Materials and methods
Nano silver preparation
The nano-particles used in this experiment were silver particles 35 nm (average) in size. Figure 1 show the transmission electron microscopy (TEM) micrograph of silver (Ag) nano-particles. The base working fluid was pure water. Ag nano-fluids were prepared using a two-step method. Ag nano-particles were prepared first. They were produced using a catalytic chemical vapour deposition method (Nanocid Company Method). The Ag nano-particles were then added to pure water. No surfactant was used in the Ag nano-fluid suspensions. The mixture was prepared using an ultrasonic homogenizer. Nano-fluid concentrations at 25, 50 and 100 mg l−1 were used in this study. Some atomic and physical properties of NS used in this study are presented in Table 1.

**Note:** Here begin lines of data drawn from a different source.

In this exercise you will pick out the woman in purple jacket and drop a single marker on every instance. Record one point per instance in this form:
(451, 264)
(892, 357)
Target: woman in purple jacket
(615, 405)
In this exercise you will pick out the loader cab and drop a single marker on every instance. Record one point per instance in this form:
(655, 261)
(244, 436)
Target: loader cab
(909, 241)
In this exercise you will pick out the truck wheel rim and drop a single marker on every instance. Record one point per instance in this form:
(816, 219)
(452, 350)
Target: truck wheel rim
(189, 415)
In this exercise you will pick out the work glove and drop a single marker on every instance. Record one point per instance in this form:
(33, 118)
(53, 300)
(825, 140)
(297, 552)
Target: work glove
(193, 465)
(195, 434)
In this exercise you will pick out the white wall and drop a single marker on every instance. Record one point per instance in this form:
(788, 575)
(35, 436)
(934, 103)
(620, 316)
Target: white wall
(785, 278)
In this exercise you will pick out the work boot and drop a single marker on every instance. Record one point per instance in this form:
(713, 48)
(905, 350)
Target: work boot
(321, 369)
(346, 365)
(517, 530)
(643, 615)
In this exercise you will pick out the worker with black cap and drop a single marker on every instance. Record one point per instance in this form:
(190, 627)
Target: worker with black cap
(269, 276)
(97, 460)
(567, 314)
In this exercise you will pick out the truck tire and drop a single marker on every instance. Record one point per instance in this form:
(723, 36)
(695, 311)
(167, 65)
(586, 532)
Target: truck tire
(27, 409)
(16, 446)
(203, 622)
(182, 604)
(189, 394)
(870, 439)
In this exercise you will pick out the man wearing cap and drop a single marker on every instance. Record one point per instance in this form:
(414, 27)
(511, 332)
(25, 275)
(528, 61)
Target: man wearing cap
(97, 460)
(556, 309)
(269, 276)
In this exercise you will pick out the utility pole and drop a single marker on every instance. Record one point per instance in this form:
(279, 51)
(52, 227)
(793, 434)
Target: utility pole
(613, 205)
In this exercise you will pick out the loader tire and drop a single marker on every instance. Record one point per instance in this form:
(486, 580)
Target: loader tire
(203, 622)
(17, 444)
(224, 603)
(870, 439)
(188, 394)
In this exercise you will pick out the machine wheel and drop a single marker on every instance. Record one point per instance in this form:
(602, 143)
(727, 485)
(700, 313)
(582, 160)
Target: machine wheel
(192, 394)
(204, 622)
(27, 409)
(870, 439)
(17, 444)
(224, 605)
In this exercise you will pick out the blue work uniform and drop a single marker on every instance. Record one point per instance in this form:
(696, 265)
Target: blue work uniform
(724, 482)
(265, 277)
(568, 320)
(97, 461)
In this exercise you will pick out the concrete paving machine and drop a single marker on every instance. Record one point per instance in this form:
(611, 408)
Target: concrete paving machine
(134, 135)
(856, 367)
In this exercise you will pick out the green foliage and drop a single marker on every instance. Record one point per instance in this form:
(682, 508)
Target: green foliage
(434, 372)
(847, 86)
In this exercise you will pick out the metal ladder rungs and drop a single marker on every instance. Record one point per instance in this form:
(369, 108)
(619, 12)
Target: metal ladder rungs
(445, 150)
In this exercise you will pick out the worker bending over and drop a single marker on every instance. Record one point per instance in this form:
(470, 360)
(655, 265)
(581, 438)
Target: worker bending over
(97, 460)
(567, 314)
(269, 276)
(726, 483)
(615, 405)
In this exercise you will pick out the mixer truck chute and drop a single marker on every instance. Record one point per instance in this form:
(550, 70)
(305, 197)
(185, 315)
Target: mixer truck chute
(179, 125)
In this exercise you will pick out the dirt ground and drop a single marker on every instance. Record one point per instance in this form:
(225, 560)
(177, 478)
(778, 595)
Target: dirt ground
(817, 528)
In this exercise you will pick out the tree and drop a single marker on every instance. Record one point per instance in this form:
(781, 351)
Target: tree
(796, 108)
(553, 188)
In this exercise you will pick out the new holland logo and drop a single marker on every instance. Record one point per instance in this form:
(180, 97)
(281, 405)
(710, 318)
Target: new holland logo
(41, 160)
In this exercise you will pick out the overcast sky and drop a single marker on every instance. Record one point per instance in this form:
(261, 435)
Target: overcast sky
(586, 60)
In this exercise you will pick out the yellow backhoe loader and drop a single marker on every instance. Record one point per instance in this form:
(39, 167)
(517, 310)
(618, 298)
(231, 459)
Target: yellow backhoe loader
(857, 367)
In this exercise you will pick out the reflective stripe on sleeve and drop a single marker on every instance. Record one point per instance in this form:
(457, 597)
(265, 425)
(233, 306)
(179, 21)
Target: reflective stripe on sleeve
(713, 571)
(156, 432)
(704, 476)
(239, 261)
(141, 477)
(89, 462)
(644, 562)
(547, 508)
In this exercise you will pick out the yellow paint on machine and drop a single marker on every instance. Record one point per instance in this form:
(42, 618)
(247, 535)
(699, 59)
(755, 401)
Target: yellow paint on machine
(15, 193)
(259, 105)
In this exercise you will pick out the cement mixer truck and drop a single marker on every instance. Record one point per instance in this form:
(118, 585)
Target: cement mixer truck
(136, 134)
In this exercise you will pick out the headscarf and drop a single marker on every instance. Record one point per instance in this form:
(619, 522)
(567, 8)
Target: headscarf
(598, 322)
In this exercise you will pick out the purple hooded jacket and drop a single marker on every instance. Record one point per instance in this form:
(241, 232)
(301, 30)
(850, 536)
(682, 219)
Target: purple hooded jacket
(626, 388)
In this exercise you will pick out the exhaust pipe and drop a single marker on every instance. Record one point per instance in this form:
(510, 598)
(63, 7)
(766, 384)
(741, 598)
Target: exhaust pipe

Transmission electron microscopy (TEM) micrograph of Ag nano-particles (35 nm). This figure is reproduced with permission from Nanocid Company, Tehran, Iran
Plant materials and culture conditions
Greenhouse grown valerian (Valeriana officinalis L.) mother plants were used in this study. These plants were tested by culturing their stem explants in potato dextrose agar (PDA) medium for internal contamination assay. The explants were first surface sterilized with 70% ethanol for 1 min and 10% Clorox (containing 5.25% sodium hypochlorite) for 1 min and then rinsed four times with sterilized distilled water. The cause of internal contamination was identified with special laboratory methods, in the Department of Plant Pathology, Shiraz University, as Xanthomonas genus. After testing, the mother plants were divided into two groups: with internal contamination (group 1) and without internal contamination (group 2).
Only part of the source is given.